All-Girl Rock Band Breaks Up After Fatwa Triggers Threats Of Rape And Violence

A teenage band in Kashmir has been threatened with abuse and accused of "inviting rape," forcing the girls to quit music.

Kashmir's first all-girl band has called it quits after the region's senior Islamic cleric issued a fatwa against them.

The members of Pragaash, a Kashmiri word that means "from darkness to light," have been the subject of escalating threats in the past month. The girls, 16-year-old vocalist Noma Nazir, drummer Farah Deeba, and guitarist Aneeka Khalid, both age 15, formed their trio at a music institute where they all took classes after school.

Nazir confirmed the split to Indian media today. "We have decided to quit in deference to the decree of the Grand Mufti, who knows religion more than we do," Nazir said. "I thank all those people who supported our decision to form the band and encouraged us during the last two years."

Pragaash became the target of conservative Kashmiri factions after their first public performance last December. The girls won third place in a Battle of the Bands in Jammu and Kashmir's capital city.

The trio began to book live shows after the Battle of the Bands, but the abuse and threats that poured into social networking sites soon forced them out of the spotlight and into the studio.

"First, the girls had decided to quit live performance due to an online hate campaign and concentrate on making an album," Adnan Mattoo, the rock group's music teacher and manager, told The Associated Press. "But after an edict by the government's own cleric, these girls are saying goodbye to music."

On Sunday, Grand Mufti Mohammad Bashiruddin, the leading religious scholar of the Indian state of Jammu and Kashmir, issued fatwa against the members of Pragaash and Chief Minister Omar Abdullah for publicly supporting them. Bashiruddin told the The Tribune that the girls in the band were "non-serious" and their behavior could lead to "gang rape":

"Shameful incidents like gang rapes, that happened in Hindustan recently, are a result of all this. It happens when women are given freedom to roam around, sing and dance."

"When girls and young women stray from the rightful path ... such non-serious acts are the first steps towards national disaster."
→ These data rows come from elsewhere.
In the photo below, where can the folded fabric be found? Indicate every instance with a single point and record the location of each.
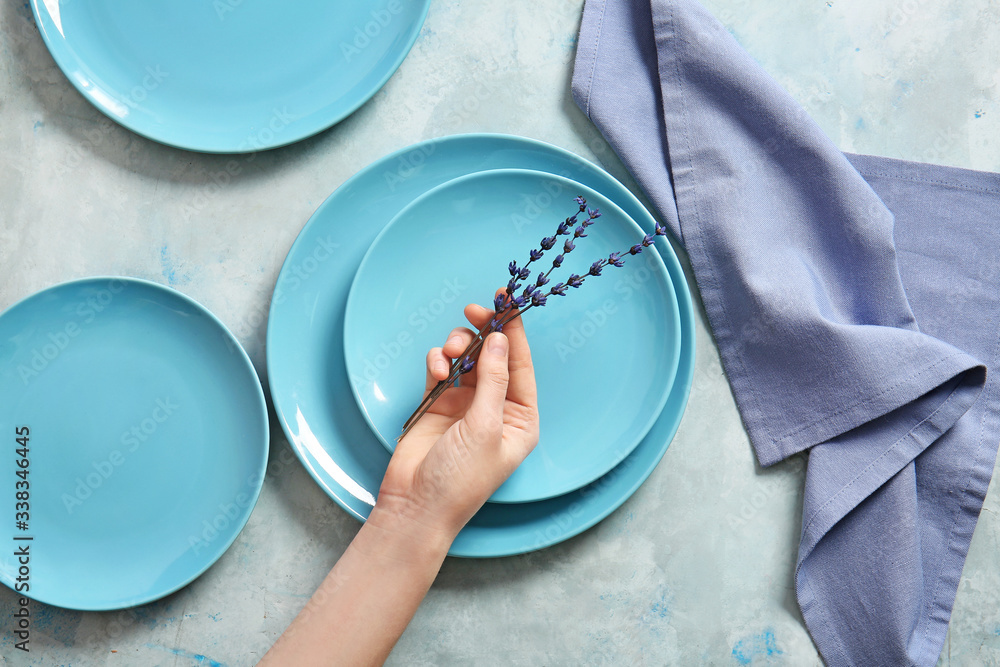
(854, 303)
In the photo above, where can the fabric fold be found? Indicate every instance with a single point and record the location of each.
(834, 335)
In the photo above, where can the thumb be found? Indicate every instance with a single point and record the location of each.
(485, 415)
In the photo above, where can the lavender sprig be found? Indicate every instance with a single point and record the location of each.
(507, 306)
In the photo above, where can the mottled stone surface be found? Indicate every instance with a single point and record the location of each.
(697, 567)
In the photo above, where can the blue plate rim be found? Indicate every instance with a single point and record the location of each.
(675, 351)
(64, 57)
(685, 304)
(262, 404)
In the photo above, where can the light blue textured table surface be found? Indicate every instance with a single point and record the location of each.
(697, 567)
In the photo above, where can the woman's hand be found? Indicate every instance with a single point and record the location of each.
(473, 436)
(446, 467)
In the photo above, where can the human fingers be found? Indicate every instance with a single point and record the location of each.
(484, 419)
(438, 367)
(522, 372)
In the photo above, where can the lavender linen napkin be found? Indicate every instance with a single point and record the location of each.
(854, 303)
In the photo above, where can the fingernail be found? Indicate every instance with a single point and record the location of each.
(498, 344)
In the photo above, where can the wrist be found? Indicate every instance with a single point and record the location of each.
(406, 531)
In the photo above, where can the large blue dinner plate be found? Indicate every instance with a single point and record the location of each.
(228, 76)
(306, 368)
(135, 441)
(590, 348)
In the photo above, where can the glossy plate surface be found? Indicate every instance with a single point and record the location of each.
(605, 354)
(146, 434)
(228, 76)
(306, 368)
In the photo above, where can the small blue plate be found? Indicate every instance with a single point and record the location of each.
(305, 355)
(605, 355)
(228, 76)
(135, 431)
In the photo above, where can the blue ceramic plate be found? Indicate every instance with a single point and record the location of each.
(228, 76)
(605, 355)
(305, 354)
(135, 432)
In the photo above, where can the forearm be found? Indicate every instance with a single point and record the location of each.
(365, 603)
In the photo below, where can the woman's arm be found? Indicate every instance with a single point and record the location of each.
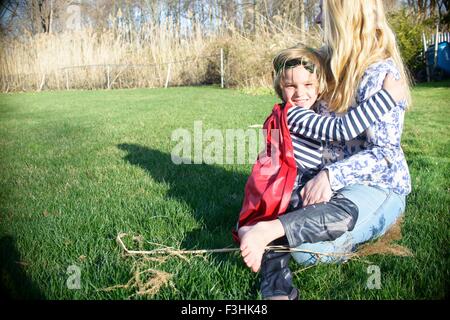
(361, 167)
(307, 123)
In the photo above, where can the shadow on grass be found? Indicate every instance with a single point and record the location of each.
(214, 194)
(14, 283)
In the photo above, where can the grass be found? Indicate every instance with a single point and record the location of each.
(78, 167)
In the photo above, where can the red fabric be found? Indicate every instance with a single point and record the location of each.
(269, 187)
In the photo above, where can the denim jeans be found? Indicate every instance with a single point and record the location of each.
(324, 221)
(378, 211)
(356, 214)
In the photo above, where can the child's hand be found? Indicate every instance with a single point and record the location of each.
(395, 88)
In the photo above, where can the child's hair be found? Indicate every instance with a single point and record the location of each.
(356, 35)
(308, 57)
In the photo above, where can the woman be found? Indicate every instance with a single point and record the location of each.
(361, 51)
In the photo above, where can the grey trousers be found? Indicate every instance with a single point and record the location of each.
(320, 222)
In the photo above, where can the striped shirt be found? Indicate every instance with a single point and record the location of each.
(309, 129)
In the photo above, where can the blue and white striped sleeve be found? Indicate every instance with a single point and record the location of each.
(307, 123)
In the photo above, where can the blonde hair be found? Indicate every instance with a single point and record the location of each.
(356, 35)
(301, 53)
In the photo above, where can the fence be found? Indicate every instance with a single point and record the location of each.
(119, 75)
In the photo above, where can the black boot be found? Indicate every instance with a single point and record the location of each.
(276, 277)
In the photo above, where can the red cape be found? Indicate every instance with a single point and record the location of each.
(269, 187)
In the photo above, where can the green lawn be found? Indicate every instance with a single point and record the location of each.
(79, 167)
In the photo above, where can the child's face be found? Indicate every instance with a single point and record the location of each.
(299, 87)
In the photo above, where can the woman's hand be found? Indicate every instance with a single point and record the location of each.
(317, 190)
(395, 88)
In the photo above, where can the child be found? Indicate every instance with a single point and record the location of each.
(299, 81)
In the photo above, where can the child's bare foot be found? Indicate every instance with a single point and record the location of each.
(254, 240)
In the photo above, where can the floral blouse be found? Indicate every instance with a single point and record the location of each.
(375, 157)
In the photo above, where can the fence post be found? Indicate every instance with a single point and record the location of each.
(436, 46)
(221, 69)
(168, 75)
(67, 79)
(107, 75)
(427, 66)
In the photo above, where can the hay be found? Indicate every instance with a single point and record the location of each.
(149, 281)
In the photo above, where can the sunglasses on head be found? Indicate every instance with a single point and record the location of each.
(309, 66)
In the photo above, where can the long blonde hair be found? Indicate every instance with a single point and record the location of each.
(356, 35)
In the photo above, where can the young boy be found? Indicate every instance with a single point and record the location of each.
(299, 81)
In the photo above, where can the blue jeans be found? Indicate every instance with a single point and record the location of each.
(378, 211)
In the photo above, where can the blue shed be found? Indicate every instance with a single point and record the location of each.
(443, 56)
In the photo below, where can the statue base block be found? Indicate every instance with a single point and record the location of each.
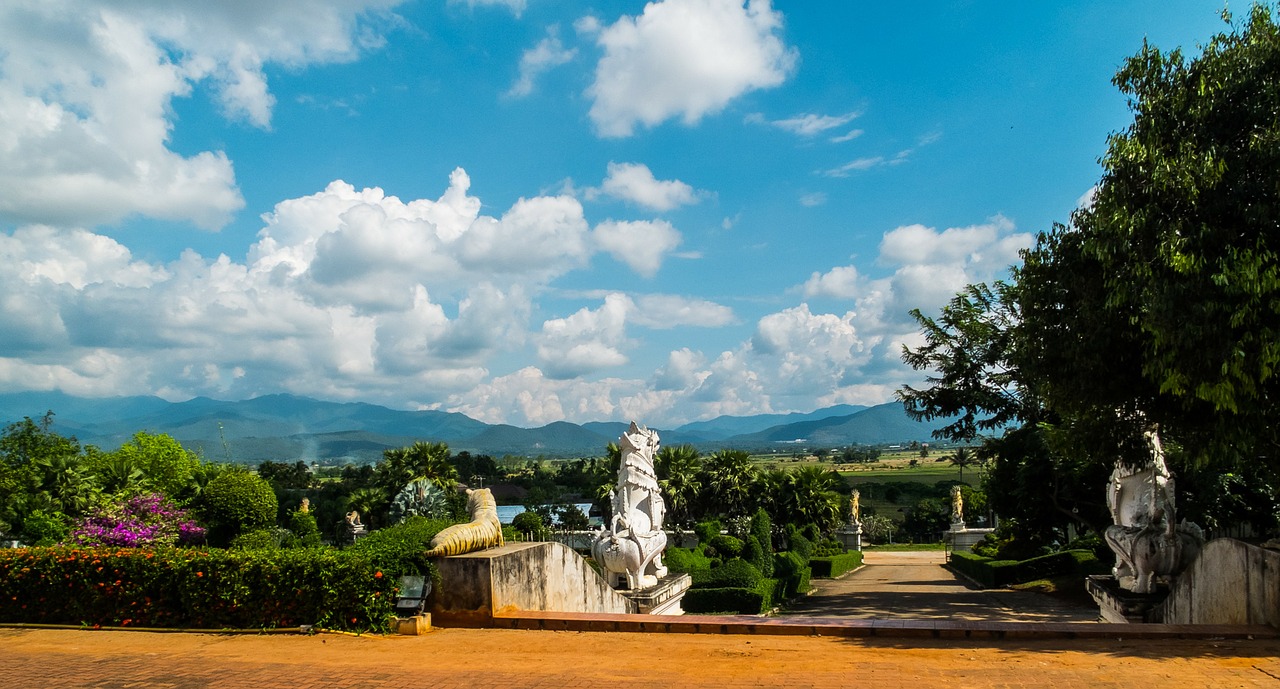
(1119, 605)
(850, 535)
(663, 597)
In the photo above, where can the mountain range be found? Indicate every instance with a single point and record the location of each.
(289, 428)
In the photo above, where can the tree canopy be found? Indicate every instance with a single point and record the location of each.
(1157, 304)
Contrary to popular belief, a fatwa is not a death sentence. Rather, it is an advisory or ruling issued by a mufti, an Islamic scholar who has knowledge of theology, religious jurisprudence, and law.

In spite of this, a fatwa can encourage fundamentalist groups to violence. The Hindu reports that soon after the fatwa was issued, a radical Kashmiri women's outfit called the Dukhataarn-e-Millat threatened a "social boycott" of the girls and their families if the band continued to perform. The fundamentalist women's organization has been outlawed in the Kashmir Valley since 1990 and grabbed headlines in 1992–1993 for "enforcing the Islamic dress code allegedly by sprinkling acid on young girls wearing jeans [who were] refusing to clad the 'Abbaya.'"

The members of Pragaash have not appeared in public since the controversy began, instead using telephone interviews and Facebook posts to announce that they have all quit the band and do not intend to play music in the future.

A cursory search of the comments on the band's official Facebook page and fan pages give an idea of the disturbing threats that these teenage girls have received:

One of the members of Pragaash, who wished to remain unnamed, today asked BBC Hindi why the all-girls group was considered "un-Islamic" when male bands are allowed to perform.

"Music was our passion. We did not know it was haraam [forbidden, or un-Islamic]," the girl band member said in a telephone interview. "There are many artists from Kashmir who are performing. But they did not issue a fatwa against them. They did not stop them... But we are being stopped."

"We respect their opinion and we have quit. But I don't know why we are being stopped," she said.

Although there has been at outpouring of support from around India and across the world as the story spreads online, the encouragement is not enough to steel the girls into continuing in the face of local pressure. In the BBC interview, the band member thanked everyone for their support, especially a well-known Bollywood composer who offered to fly the band to Mumbai and pay for them to record, release, and promote an album of their music.

"I want to say thanks to music director Vishal Dadlani, but we do not want to continue. No one is Kashmir is supporting us," she said.